Our lives are busy–but I don’t know of anyone who doesn’t have a full life. Life is made of doing. For all of us, there are demands on our time, an inner pressure to perform, constant need.
Sometimes I am overwhelmed by the breadth of it. One small and needy person is just not adequate.
In spite of my best efforts, there will be the burned birthday cakes.
I don’t like to acknowledge this, like to imagine that I will be able to get it just right: best-selling books, perfect relationships, no one hurt ever, many people led to the Lord.
Too bad it is so easy to see the regrets and disappointments of every older person I know.
Too bad I grew up with a father who comments–very logically–every now and then, “It’s easy for us to see the mistakes others are making that they don’t see, so you know we must be making them, too.”
Comments like that are a bit dampening to blissful self-illusion.
In the morning after the burned birthday cakes, we went to church. Dad preached.
“There’s one thing I’ve learned as I’ve got older,” he said. “I’ve learned that instead of trying to fix the problem, if I wait on God, He’ll fix it in ways I never could.
“His Spirit is on duty twenty-four hours a day, not just when we’re there. He can reach places we could never go. So often we limit Him.
“Don’t you think He is disappointed that we come to Him last?”
And sitting in the audience on one of the varnished wooden benches, facing the bare platform at the front of the church, with only a pulpit and a blackboard and a small man standing behind the pulpit, I wondered why I hadn’t thought of that sooner.
Why do I struggle and fret, trying to figure out the answers and not being able to? Why do I cry for people over whom I have no control? Why do I worry about my book, wonder about the lost time, clutch anxiety about the future, when God–the great powerful God of the universe–wants me to ask?
The solution is so simple I missed it.
So basic.
So foreign and new and astounding and beautiful.
Sitting downstairs in the church basement afterward, eating the casseroles and Jell-O salads the church people had brought, I looked down the folding table at Dad and Mom.

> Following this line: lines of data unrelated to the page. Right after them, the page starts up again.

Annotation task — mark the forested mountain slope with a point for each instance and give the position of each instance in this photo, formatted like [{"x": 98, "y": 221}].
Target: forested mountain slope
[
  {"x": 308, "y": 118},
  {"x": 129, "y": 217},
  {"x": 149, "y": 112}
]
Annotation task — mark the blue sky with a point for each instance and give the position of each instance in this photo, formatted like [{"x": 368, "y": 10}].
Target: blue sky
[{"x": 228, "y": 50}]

His face is all head and bone, not a lot extra, the eyes set deep in his head. Mom’s hair soft, dark and graying. She has looked tired lately. There is so much going on.
And I thought, Maybe in thirty years, I will have what they have. That stability like roots fifty miles down. Such quiet confidence. Such dependence on God.
In thirty years, I will have that too.
Today, I will ask.
Such a good post Luci! I needed this. I have some big questions right now about people I love. I realize I need to just lay them down at the feet of Jesus, trusting Him to be in control. It is so much easier said than done!
I really like this post. Lucinda, you’ve reminded me again of what is wrong in my life and what I need to do to fix it. Why, indeed, don’t I ask first? I’m sure God is disappointed that I don’t trust him, don’t reach for him first. But today is a new day, a new opportunity to embrace the One who is all in all, everything that I need and ever will need. Thank you for the reminder!
Love this. Much love to u!
I would like to eat a sunday potluck in that basement again sometime and visit the sheldon people again sometime. Those memories from child hood are precious to me..
Come back and visit…
I’m dreading turning 40 next year – but this is what gives me hope – of finding the truth that your dad has found. Of having years of experience of seeing God work and knowing that He is trust-worthy.
Thanks so much for the reminder.
(And I’d like to hear more about your book.)
Gina
I will definitely be talking more about my book in the future, Gina. Right now I am working through the editing process.